Find the sum of infinite terms of the series `: (3)/(2.4) + (5)/(2.4.6) + (7)/(2.4.6.8)+ (9)/(2.4.6.8.10)+……`

To find the sum of the infinite series given by: \[ S = \frac{3}{2 \cdot 4} + \frac{5}{2 \cdot 4 \cdot 6} + \frac{7}{2 \cdot 4 \cdot 6 \cdot 8} + \frac{9}{2 \cdot 4 \cdot 6 \cdot 8 \cdot 10} + \ldots \] we will follow these steps: ### Step 1: Identify the nth term of the series The numerators of the series are \(3, 5, 7, 9, \ldots\), which can be expressed as \(2n + 1\) where \(n\) starts from 1. The denominators are products of even numbers.
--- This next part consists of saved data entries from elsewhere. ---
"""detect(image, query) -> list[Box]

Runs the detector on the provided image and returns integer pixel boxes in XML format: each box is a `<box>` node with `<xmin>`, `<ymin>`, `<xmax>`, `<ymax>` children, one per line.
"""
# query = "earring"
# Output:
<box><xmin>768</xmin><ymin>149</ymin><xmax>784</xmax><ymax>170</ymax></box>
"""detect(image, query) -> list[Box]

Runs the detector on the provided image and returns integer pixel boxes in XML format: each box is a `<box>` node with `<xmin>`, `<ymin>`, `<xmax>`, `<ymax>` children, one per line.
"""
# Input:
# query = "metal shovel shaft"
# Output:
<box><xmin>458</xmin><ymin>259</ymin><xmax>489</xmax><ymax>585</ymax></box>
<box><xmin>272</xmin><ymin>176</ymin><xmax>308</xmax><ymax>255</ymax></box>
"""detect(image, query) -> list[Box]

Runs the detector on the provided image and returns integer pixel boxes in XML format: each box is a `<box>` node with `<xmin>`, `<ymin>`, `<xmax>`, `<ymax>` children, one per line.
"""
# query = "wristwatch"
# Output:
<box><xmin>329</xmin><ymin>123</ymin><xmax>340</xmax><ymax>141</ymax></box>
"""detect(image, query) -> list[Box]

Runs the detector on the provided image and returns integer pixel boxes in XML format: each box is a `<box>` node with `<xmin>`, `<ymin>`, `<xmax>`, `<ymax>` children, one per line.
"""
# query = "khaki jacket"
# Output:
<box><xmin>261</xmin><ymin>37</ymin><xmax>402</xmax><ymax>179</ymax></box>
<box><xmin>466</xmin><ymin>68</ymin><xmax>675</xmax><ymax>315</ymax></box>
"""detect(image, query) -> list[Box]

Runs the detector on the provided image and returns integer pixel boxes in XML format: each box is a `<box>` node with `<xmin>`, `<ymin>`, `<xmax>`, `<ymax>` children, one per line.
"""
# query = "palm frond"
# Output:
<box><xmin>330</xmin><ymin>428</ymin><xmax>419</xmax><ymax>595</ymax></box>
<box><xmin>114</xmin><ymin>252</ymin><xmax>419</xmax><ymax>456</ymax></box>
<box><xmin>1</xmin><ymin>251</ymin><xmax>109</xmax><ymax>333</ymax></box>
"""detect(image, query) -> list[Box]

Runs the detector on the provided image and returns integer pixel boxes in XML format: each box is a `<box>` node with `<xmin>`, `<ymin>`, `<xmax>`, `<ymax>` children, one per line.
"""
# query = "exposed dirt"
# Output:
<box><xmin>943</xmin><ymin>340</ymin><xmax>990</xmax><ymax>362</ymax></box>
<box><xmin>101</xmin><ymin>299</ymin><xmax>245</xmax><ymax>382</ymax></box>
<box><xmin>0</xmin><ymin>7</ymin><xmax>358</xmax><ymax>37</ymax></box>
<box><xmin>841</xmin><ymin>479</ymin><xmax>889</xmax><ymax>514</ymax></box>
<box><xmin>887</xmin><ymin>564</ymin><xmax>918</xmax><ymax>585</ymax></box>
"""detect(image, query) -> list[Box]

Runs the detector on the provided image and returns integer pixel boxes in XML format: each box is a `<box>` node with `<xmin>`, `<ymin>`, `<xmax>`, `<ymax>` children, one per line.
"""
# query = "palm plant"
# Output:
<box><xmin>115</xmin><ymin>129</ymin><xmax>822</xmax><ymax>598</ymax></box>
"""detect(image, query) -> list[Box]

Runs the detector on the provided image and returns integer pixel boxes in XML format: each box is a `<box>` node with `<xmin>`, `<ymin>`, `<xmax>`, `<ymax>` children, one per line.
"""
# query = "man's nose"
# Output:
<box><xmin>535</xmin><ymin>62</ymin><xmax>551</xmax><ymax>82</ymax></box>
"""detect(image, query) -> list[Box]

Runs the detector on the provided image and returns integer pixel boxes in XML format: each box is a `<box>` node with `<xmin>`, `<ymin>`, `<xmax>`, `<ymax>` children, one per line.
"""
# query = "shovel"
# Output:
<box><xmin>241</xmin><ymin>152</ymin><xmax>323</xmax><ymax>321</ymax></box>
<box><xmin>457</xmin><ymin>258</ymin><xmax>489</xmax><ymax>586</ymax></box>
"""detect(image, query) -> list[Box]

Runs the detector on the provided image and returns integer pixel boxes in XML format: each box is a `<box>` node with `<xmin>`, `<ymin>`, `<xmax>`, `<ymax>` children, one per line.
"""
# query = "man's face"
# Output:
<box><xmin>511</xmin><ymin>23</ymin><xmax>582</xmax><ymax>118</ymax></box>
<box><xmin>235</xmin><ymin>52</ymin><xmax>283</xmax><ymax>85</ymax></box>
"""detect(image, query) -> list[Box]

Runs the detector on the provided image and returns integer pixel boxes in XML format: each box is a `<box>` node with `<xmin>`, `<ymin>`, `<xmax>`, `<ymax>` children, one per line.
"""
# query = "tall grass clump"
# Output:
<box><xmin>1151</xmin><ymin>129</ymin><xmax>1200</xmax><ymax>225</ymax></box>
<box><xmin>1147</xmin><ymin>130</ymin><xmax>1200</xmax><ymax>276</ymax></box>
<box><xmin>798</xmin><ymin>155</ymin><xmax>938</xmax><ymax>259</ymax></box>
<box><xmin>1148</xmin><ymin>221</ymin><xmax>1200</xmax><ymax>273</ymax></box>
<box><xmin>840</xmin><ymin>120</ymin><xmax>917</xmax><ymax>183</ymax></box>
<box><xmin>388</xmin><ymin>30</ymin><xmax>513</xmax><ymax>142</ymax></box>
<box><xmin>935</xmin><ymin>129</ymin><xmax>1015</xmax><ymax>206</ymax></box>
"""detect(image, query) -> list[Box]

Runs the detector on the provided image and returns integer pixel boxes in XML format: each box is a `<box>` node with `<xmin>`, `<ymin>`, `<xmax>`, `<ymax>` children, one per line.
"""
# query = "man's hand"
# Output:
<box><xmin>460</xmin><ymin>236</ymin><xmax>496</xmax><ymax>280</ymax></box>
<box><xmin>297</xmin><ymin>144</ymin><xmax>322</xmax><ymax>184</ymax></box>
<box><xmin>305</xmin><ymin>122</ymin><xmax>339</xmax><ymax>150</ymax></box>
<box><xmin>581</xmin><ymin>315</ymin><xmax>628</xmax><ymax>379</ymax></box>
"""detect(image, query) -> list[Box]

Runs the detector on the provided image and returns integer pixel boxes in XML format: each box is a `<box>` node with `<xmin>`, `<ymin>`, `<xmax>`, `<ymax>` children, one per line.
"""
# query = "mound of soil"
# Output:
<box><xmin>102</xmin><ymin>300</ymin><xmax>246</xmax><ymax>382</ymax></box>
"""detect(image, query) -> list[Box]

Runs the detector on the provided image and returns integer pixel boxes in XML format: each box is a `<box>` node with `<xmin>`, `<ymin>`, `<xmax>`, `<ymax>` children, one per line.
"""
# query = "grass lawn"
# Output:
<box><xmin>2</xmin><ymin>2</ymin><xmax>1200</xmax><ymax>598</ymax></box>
The nth term can be expressed as: \[ T_n = \frac{2n + 1}{2 \cdot 4 \cdot 6 \cdots (2n)} \] ### Step 2: Express the denominator The denominator can be expressed as: \[ 2 \cdot 4 \cdot 6 \cdots (2n) = 2^n \cdot (1 \cdot 2 \cdot 3 \cdots n) = 2^n \cdot n! \] Thus, we can rewrite \(T_n\) as: \[ T_n = \frac{2n + 1}{2^n \cdot n!} \] ### Step 3: Rewrite the series Now we can write the sum of the series as: \[ S = \sum_{n=1}^{\infty} \frac{2n + 1}{2^n \cdot n!} \] ### Step 4: Split the series We can split the series into two parts: \[ S = \sum_{n=1}^{\infty} \frac{2n}{2^n \cdot n!} + \sum_{n=1}^{\infty} \frac{1}{2^n \cdot n!} \] ### Step 5: Evaluate the first series The first series can be simplified: \[ \sum_{n=1}^{\infty} \frac{2n}{2^n \cdot n!} = 2 \sum_{n=1}^{\infty} \frac{n}{2^n \cdot n!} \] Using the identity \(\sum_{n=0}^{\infty} \frac{n}{n!} x^n = x e^x\), we can evaluate: \[ \sum_{n=1}^{\infty} \frac{n}{n!} \left(\frac{1}{2}\right)^n = \frac{1}{2} e^{1/2} \] Thus, \[ \sum_{n=1}^{\infty} \frac{2n}{2^n \cdot n!} = 2 \cdot \frac{1}{2} e^{1/2} = e^{1/2} \] ### Step 6: Evaluate the second series The second series is a standard exponential series: \[ \sum_{n=1}^{\infty} \frac{1}{2^n \cdot n!} = e^{1/2} - 1 \] ### Step 7: Combine the results Now, we can combine both parts: \[ S = e^{1/2} + (e^{1/2} - 1) = 2e^{1/2} - 1 \] ### Step 8: Final result Thus, the sum of the infinite series is: \[ S = 2\sqrt{e} - 1 \]